People are searching for doctors on Google Maps, and the service wants to prevent them from potentially infecting offices and medical specialists with COVID-19, the disease caused by the novel coronavirus. Google Maps now displays a warning for medical facilities that users should call ahead if they suspect they are infected with the novel coronavirus. Tapping through on the warning brings up the Centers for Disease Control and Prevention’s website and a page about what to do if someone is feeling sick. On iOS, the warning shows up on each location’s listing, but on Android devices, it appears in the search results, too.
Google’s been working to ensure people see legitimate information and messaging around COVID-19. Searching Google for “coronavirus” sends people to a curated search results page with resources from the World Health Organization, safety tips, and news updates. It implemented that change in January. It’s also building a website that’ll give people information about testing and screening.

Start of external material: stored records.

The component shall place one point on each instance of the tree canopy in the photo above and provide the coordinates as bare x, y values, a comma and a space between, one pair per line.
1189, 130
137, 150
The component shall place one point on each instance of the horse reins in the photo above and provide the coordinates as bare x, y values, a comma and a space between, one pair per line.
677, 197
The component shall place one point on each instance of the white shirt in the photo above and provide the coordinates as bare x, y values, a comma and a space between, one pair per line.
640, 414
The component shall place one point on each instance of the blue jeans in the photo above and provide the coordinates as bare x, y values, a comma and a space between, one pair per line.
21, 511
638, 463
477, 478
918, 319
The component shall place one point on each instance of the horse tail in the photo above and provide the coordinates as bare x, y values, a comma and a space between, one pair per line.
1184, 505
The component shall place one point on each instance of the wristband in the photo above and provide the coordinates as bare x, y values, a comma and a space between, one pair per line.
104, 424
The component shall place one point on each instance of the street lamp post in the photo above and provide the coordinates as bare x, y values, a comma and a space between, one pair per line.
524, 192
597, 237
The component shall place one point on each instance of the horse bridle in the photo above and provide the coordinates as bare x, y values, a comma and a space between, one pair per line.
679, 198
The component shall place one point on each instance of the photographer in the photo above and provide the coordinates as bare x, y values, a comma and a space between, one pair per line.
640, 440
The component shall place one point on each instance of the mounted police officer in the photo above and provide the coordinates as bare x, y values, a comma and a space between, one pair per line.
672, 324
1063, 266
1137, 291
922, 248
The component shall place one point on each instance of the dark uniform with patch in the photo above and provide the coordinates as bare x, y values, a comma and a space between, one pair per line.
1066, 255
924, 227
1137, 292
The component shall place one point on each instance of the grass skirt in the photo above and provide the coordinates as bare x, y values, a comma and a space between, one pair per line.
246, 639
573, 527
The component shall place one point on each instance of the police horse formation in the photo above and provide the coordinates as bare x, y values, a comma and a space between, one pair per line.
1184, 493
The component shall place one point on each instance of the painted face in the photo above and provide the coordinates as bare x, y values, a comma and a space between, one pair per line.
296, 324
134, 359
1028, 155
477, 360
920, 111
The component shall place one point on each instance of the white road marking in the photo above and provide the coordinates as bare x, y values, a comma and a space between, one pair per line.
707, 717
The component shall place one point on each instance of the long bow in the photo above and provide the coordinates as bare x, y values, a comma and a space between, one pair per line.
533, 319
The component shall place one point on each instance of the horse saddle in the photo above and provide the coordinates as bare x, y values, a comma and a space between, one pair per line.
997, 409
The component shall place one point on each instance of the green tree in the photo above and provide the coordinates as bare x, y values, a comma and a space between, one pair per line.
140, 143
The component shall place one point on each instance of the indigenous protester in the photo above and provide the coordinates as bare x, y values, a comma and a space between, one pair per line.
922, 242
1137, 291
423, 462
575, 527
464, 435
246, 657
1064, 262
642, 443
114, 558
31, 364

The company issued a joint statement with six other tech companies, including Facebook, LinkedIn, and Microsoft, committing themselves to keeping misinformation off of their platforms. Still, it’s unclear what these companies are planning to do.
Twitter told The Verge that it will start providing nongovernmental organizations advertising credits to boost public health campaigns and warned that their elevated moderation efforts could result in some enforcement “mistakes.” Part of this campaign might simply be putting legitimate information and PSAs front and center in their products, as Google is now doing with Google Maps.